Scénario 2 : La hausse des salaires est répercutée sur les prix pour maintenir la profitabilité. Dans ce cas, les prix devront augmenter de 4 %, ce qui peut sembler raisonnable, mais d’autres causes de hausse des prix apparaissent (augmentation du coût de certaines matières premières, de l'énergie…) qui risquent d’accentuer la tendance à la hausse des prix. La loi économique fondamentale étant que le prix résulte des forces du marché, la faisabilité et le dosage de cette solution dépendront du marché local et du comportement des concurrents.
Tout remettre à plat pour rester rentable
Dans SOS Experts Gestion en CHR : Outils pratiques et dans plusieurs articles du journal, je montre que le ratio personnel ne dépend pas seulement du niveau de rémunération mais aussi du concept, de l’organisation du travail et du management par leur effet sur la productivité.
En agissant sur ces trois déterminants, un scénario 3 devient envisageable : augmentation des salaires de 10 %, réduction du nombre d’heures travaillées de 10 %. Dans ce cas, la structure actuelle des coûts reste inchangée.
Ce qui paraissait impossible avant la crise - par manque de temps ou par la force des habitudes - est réalisable aujourd’hui : procéder au re-engineering du concept et des méthodes, autrement dit tout remettre à plat :
- le concept :
- simplifier, épurer l’offre, réduire le nombre de denrées en stock et le nombre de fournisseurs. Étudier l’effet sur le coût matières d’une augmentation de la part des produits semi-élaborés ou élaborés par l’industrie agro-alimentaire pour réduire les effectifs ;
- choisir de pérenniser ou pas une offre de vente à emporter ;
- l'organisation du travail : en cuisine et en salle, du fait de la simplification de l’offre ;
- le management : les équipes doivent être pleinement impliquées dans la redéfinition du concept et des méthodes de travail.
Comme évoqué plus haut, il est peu probable que le personnel qui a quitté la profession ces derniers mois puisse être remplacé par du personnel aussi qualifié.

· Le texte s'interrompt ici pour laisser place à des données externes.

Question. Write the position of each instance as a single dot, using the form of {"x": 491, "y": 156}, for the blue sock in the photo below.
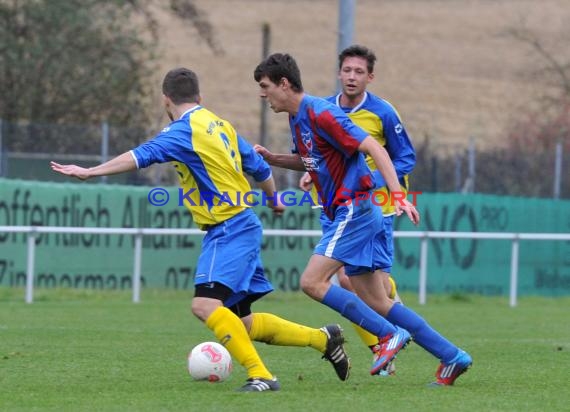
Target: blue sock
{"x": 357, "y": 311}
{"x": 423, "y": 334}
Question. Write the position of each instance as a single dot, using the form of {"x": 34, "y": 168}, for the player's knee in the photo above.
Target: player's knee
{"x": 199, "y": 310}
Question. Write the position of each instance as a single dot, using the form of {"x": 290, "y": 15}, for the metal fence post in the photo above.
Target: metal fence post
{"x": 514, "y": 272}
{"x": 104, "y": 146}
{"x": 557, "y": 170}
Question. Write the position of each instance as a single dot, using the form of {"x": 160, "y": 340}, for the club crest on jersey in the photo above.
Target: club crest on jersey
{"x": 307, "y": 141}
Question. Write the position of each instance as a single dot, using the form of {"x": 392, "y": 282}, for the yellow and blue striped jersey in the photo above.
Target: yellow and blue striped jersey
{"x": 381, "y": 120}
{"x": 210, "y": 158}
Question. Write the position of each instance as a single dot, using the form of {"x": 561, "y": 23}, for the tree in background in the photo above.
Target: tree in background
{"x": 80, "y": 62}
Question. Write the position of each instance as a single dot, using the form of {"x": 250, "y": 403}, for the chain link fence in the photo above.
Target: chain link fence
{"x": 26, "y": 150}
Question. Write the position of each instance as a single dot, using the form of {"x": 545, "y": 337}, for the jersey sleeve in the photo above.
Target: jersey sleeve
{"x": 252, "y": 162}
{"x": 345, "y": 135}
{"x": 162, "y": 148}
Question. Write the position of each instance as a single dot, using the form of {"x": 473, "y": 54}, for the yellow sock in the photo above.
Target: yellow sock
{"x": 273, "y": 330}
{"x": 366, "y": 337}
{"x": 231, "y": 332}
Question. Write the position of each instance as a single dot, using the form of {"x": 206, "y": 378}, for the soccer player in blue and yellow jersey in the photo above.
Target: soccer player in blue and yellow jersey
{"x": 327, "y": 144}
{"x": 210, "y": 158}
{"x": 379, "y": 118}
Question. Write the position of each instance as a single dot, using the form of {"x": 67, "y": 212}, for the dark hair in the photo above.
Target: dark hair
{"x": 278, "y": 66}
{"x": 358, "y": 51}
{"x": 181, "y": 86}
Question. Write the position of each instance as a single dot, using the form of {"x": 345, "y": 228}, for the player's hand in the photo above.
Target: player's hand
{"x": 266, "y": 154}
{"x": 405, "y": 206}
{"x": 81, "y": 173}
{"x": 305, "y": 182}
{"x": 277, "y": 207}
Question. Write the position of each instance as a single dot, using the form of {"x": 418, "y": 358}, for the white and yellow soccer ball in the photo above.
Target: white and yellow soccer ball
{"x": 210, "y": 361}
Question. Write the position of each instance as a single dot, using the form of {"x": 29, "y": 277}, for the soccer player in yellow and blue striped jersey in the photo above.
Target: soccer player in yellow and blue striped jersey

L’intégration de nouveaux profils non issus de la restauration et peu formés obligera aussi à une évolution des concepts.
Le secteur a démontré pendant la crise ses capacités d’adaptation, notamment en concevant une offre adaptée aux contraintes imposées par la situation sanitaire. Il continuera d’évoluer en s’adaptant à cette situation de pénurie de main d’œuvre. La réalité sera probablement un mix des trois scenarii évoqués mais je reste persuadé que la réflexion sur le concept, l’organisation du travail qui en découle et le management est la piste la plus prometteuse.